Männersache: Frauen in Berliner Politik in der Unterzahl

Veröffentlicht am 02.07.2020 von Lotte Buschenhagen

Im Vergleich zur letzten Wahlperiode ist der Anteil von Frauen in den Berliner Entscheidungsgremien gesunken. Dies berichtete meine Kollegin Judith Langowski, die neue Studien zu den Verteilungen in den Parlamenten ausgewertet hat. In der BVV Steglitz-Zehlendorf ist ein minimal rückläufiger Trend der Verhältnisse zu verzeichnen, die männlichen Vertreter des Bezirks sind weiterhin deutlich überrepräsentiert.

Mit einem Frauenanteil von 38 Prozent liegt das Gremium des Südwestens berlinweit im Durchschnitt. Zwischen den Fraktionen zeigen sich in den Verhältnissen klare Unterschiede: Gerade in der Linksfraktion (drei männliche Vertreter, keine Frau) sowie der FDP (vier Männer, eine Frau) sind die männlichen Verordneten in der Überzahl. Auch in AfD (vier Männer, zwei Frauen) und CDU (elf Männer, sechs Frauen) ist eine ungleiche Verteilung zu bemerken. In der SPD ist das Verhältnis beinahe ausgeglichen (sieben Männer, sechs Frauen), in der Fraktion der Grünen sitzen mit sechs weiblichen und fünf männlichen Vertreter*innen mehr Frauen als Männer.

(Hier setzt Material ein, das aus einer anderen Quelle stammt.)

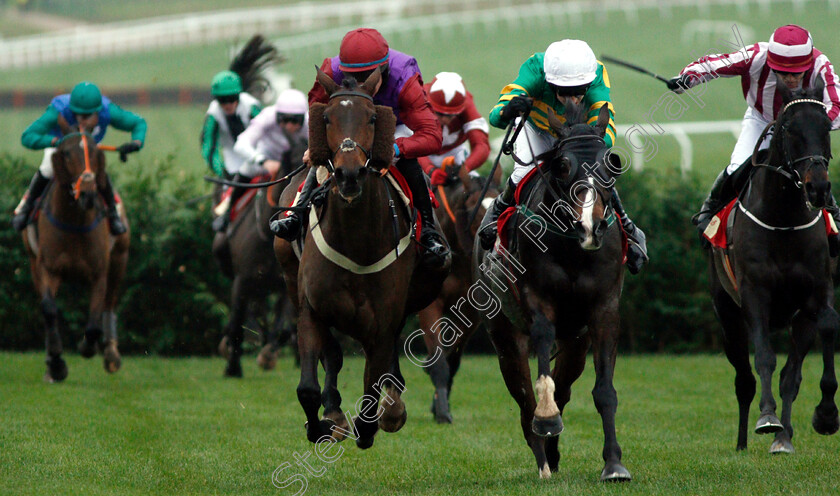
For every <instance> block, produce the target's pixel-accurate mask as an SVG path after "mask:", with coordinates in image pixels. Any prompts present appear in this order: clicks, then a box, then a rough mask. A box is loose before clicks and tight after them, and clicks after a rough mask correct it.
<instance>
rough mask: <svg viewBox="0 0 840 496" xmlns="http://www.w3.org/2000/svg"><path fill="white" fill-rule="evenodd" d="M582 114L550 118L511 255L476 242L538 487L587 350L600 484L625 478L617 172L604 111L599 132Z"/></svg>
mask: <svg viewBox="0 0 840 496" xmlns="http://www.w3.org/2000/svg"><path fill="white" fill-rule="evenodd" d="M582 113H583V111H582V109H580V108H578V107H577V106H575V105H574V104H573V103H572V102H568V103H567V104H566V112H565V118H566V122H565V123H561V121H560V120H559V118H558V117H557V116H556V115H554V114H553V113H552V112H550V113H549V124H550V125H551V127H552V128H553V129H554V130H555V132H556V133H557V135H558V136H559V141H558V142H557V144H556V145H555V146H554V147H553V148H552V149H551V150H549V151H548V152H547V153H546V154H544V155H542V156H541V157H540V160H544V163H543V164H542V165H541V168H535V169H534V171H533V173H532V174H533V180H531V181H529V182H528V183H525V186H520V191H519V192H518V193H517V199H518V201H517V203H519V205H520V206H519V207H517V212H518V213H517V214H516V215H515V217H513V218H511V220H510V222H508V223H507V229H506V230H505V232H506V234H507V237H508V238H510V240H511V243H512V244H511V248H510V251H500V252H499V253H496V252H485V251H484V250H482V249H481V246H480V243H476V245H475V248H474V253H475V257H474V262H473V272H474V274H475V275H476V279H477V280H478V281H479V282H482V283H483V285H484V288H485V292H486V293H488V296H489V299H497V300H498V301H499V303H500V304H501V311H496V312H493V311H491V312H490V313H488V314H486V315H485V316H484V317H485V320H486V321H487V323H488V327H489V333H490V337H491V339H492V341H493V344H494V346H495V348H496V352H497V354H498V358H499V366H500V368H501V371H502V376H503V377H504V381H505V385H506V386H507V388H508V391H509V392H510V394H511V396H513V398H514V400H516V402H517V404H518V405H519V409H520V422H521V426H522V431H523V433H524V435H525V440H526V441H527V443H528V446H529V447H530V448H531V450H532V451H533V453H534V456H535V458H536V461H537V469H538V470H539V476H540V478H549V477H550V476H551V472H555V471H557V470H558V465H559V459H560V454H559V451H558V437H557V436H558V434H560V432H561V431H562V430H563V422H562V417H561V416H562V413H563V408H564V407H565V405H566V404H567V403H568V401H569V399H570V396H571V385H572V383H573V382H574V381H575V380H576V379H577V378H578V377H580V374H581V373H582V372H583V368H584V364H585V363H586V353H587V350H588V349H589V347H590V345H591V346H592V349H593V358H594V363H595V387H594V388H593V390H592V396H593V398H594V400H595V407H596V408H597V410H598V413H600V415H601V421H602V425H603V431H604V449H603V459H604V462H605V465H604V468H603V470H602V472H601V480H602V481H623V480H630V478H631V476H630V472H629V471H628V470H627V469H626V468H625V467H624V465H622V463H621V447H620V446H619V444H618V441H617V439H616V433H615V413H616V407H617V404H618V399H617V395H616V391H615V388H614V387H613V372H614V370H615V359H616V348H617V344H618V334H619V311H618V307H619V298H620V296H621V288H622V284H623V280H624V268H623V265H622V263H623V258H624V257H623V246H622V245H623V241H622V233H621V228H620V222H619V221H618V220H617V218H616V214H615V212H614V211H612V209H611V207H610V189H609V188H608V187H606V186H609V185H611V184H612V183H613V181H615V179H616V177H617V176H618V175H619V174H620V173H621V165H620V162H619V161H618V160H617V159H618V157H617V156H615V155H613V154H610V153H609V149H608V148H607V146H606V144H605V142H604V140H603V136H604V133H605V131H606V127H607V124H608V121H609V112H608V110H607V106H606V105H605V106H603V107H602V108H601V112H600V113H599V116H598V119H597V123H596V126H595V127H593V126H590V125H588V124H582V123H577V122H579V121H578V119H579V118H580V117H579V116H580V115H581V114H582ZM523 181H524V180H523ZM505 280H507V283H505ZM517 295H518V296H517ZM488 305H489V304H488ZM555 345H556V352H555V353H554V356H556V358H557V359H556V362H555V364H554V369H553V370H552V369H551V360H552V359H553V358H554V356H552V347H553V346H555ZM532 347H533V350H534V352H535V353H536V356H537V361H538V363H537V375H538V378H537V381H536V386H535V387H534V386H532V385H531V384H532V383H531V371H530V368H529V365H528V356H529V350H530V349H531V348H532ZM534 389H536V393H537V398H536V399H535V396H534Z"/></svg>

Auf Anfrage des Tagesspiegels zeigten sich SPD und Linke einem Paritätsgesetz zur Angleichung der Verhältnisse auf Bezirks- und Landesebene gegenüber aufgeschlossen. „Appelle an die freiwillige Selbstverpflichtung haben bisher nicht den gewünschten Effekt erzielt“, schreibt Pia Imhof-Speckmann, Mitarbeiterin der Linksfraktion. Eine Listenkandidatin zog 2016 ins Abgeordnetenhaus ein, eine andere habe ihr Mandat aus persönlichen Gründen nicht antreten können, was die Ungleichverteilung in der Fraktion erkläre. Auch Norbert Buchta (SPD) unterstützt ein Gesetz zur Verbesserung des Ungleichgewichts: „Geschlechtergerechtigkeit muss eine Selbstverständlichkeit werden. Auf dem Weg dahin benötigen wir ein Paritätsgesetz.“

CDU und AfD äußerten sich gegenüber einer solchen Regelung skeptisch: „Wir halten es nicht für zieladäquat“, erklärt Dieter Meckelein (AfD). Und: „Bei uns zählt einzig die Kompetenz.“ Torsten Hippe (CDU) sieht ein Paritätsgesetz derweil als verfassungswidrig an. Er bescheinigte seiner Partei gleich die vollständige Freiheit jeglicher Form der Diskriminierung: „positiv wie negativ“.

Mathia Specht-Habbel, alleinige Fraktionsvorsitzende der FDP, wies auf den hohen zeitlichen Aufwand der Arbeit der Bezirksverordneten hin. „Junge Frauen haben, wenn sie Kinder haben und im Beruf Karriere machen wollen, ein Problem. Ihnen fehlt oft die Zeit für die Politik.“ Ihre Partei wolle mit einem Empowerment-Programm für mehr Gleichberechtigung sorgen. Die Fraktion der Grünen war bis zum Redaktionsschluss leider nicht für ein Statement zu erreichen.